Les femmes handicapées de la vue sont particulièrement rejetées de la société. Comme il est extrêmement difficile pour elles de subvenir à leurs besoins, l’ONG Bartimée, notre partenaire au Bénin, les accompagne individuellement.
Lors de son voyage sur place en octobre, Alexandrine Meunier, responsable du secteur Coopération au Développement de la MEB, a eu l’occasion de participer à une séance d’accompagnement. Voici son récit :
La femme handicapée de la vue que nous visitons s’appelle Nadine. Elle a perdu la vue étant adulte. Elle est la maman de quatre enfants : deux garçons déficients visuel comme elle (internes dans une école pour aveugles) et deux filles voyantes. Comme de nombreuses femmes qui ont perdu la vue tardivement, elle n’est pas bien traitée par son mari.

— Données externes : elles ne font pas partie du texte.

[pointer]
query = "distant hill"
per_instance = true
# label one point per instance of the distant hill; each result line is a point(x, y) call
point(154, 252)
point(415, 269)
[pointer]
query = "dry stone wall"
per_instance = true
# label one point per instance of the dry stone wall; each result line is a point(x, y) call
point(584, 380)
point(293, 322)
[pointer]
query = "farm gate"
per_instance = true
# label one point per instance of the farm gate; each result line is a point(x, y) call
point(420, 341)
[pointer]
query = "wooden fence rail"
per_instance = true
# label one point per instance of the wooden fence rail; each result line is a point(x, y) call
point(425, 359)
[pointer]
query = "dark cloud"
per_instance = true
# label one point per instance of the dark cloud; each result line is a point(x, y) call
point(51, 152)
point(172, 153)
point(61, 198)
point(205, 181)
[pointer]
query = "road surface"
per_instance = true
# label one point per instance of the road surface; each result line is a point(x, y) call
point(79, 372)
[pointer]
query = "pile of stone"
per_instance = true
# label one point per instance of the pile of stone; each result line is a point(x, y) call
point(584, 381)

Son accompagnement est réalisé par deux « femmes-leader », elles-mêmes handicapées de la vue, de notre ONG partenaire au Bénin : Estelle et Nadège. Il s’agit de la troisième séance d’accompagnement. Tout se déroule en langue locale, car Nadine ne parle pas français. Les « femmes-leader » adaptent leur accompagnement en fonction des besoins, du caractère et des aptitudes de la femme visitée. Nadine étant une femme battante, elle fait déjà beaucoup de choses pour faire vivre son foyer. Elles lui proposent donc de l’initier à la fabrication du savon liquide, ce qu’elle accepte.
Sa plus jeune fille (2 ans et demi) est présente et son autre fille rentrera de l’école alors que nous serons en fin de rencontre. Il y a aussi de nombreuses autres femmes avec leurs enfants, qui vivent dans la même propriété (dont la maman de Nadine, également déficiente visuelle, confirmant le caractère congénital du handicap). Toutes sont attentives à ce qui se passe.

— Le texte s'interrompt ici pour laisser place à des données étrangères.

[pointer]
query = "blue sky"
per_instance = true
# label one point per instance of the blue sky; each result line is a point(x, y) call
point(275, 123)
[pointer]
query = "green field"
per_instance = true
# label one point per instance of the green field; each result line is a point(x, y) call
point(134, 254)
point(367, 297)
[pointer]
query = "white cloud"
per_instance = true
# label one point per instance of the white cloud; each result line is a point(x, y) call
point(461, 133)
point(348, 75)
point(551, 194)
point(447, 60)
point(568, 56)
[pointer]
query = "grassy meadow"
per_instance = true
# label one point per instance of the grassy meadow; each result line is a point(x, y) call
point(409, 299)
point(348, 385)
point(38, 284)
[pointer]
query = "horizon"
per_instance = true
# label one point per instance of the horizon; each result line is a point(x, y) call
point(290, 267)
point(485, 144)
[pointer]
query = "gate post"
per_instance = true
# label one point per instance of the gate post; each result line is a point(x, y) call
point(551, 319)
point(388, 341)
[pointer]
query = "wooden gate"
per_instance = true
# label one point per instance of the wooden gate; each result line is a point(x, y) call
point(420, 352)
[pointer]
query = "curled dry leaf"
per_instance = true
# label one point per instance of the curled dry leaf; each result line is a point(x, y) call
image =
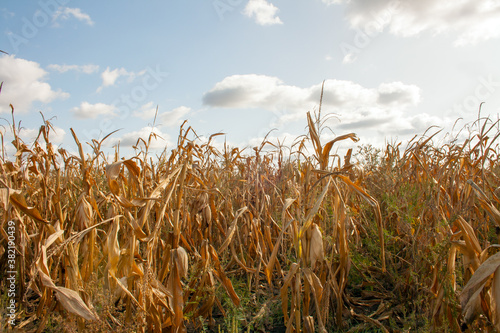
point(316, 252)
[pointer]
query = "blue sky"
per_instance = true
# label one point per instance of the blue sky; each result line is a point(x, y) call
point(392, 68)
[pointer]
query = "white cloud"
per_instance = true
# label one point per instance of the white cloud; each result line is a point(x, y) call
point(472, 21)
point(131, 139)
point(358, 107)
point(65, 13)
point(109, 77)
point(146, 111)
point(174, 117)
point(92, 111)
point(87, 69)
point(23, 84)
point(164, 119)
point(263, 12)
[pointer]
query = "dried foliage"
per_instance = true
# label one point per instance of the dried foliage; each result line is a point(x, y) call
point(404, 240)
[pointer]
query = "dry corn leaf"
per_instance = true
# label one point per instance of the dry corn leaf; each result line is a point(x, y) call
point(17, 199)
point(478, 279)
point(232, 230)
point(316, 252)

En temps normal, les séances ont lieu à huis-clos, pour une plus grande intimité permettant à la femme de parler librement. Aujourd’hui fait exception, car nous sommes trop nombreux du fait de ma présence. Mais la visite étant axée sur l’apprentissage de la fabrication du savon liquide, ce n’est pas gênant.
Estelle et Nadège demandent à Nadine de restituer ce qu’elle a retenu des deux visites précédentes. Puis elles procèdent à la fabrication du savon liquide en impliquant Nadine pour lui apprendre les techniques. Elles ont acheté un kit au marché pour 5’000 FCFA[1], comprenant l’ensemble des produits nécessaires (pâte, sel, acide sulfurique, colorant, agent gonflant, etc.). Avec cela, il est possible de confectionner jusqu’à 40 litres de savon liquide en ajoutant de l’eau. Le litre de savon liquide peut être vendu à 500 FCFA environ. Il est conditionné dans des bouteilles en plastique (souvent issues de la récupération). La fabrication dure très longtemps : elles passent plus d’une heure à mélanger la préparation pour rendre la pâte homogène !
Nadine a désormais les connaissances nécessaires pour fabriquer et vendre elle-même du savon liquide. Cela devrait lui permettre de mieux subvenir aux besoins de sa famille.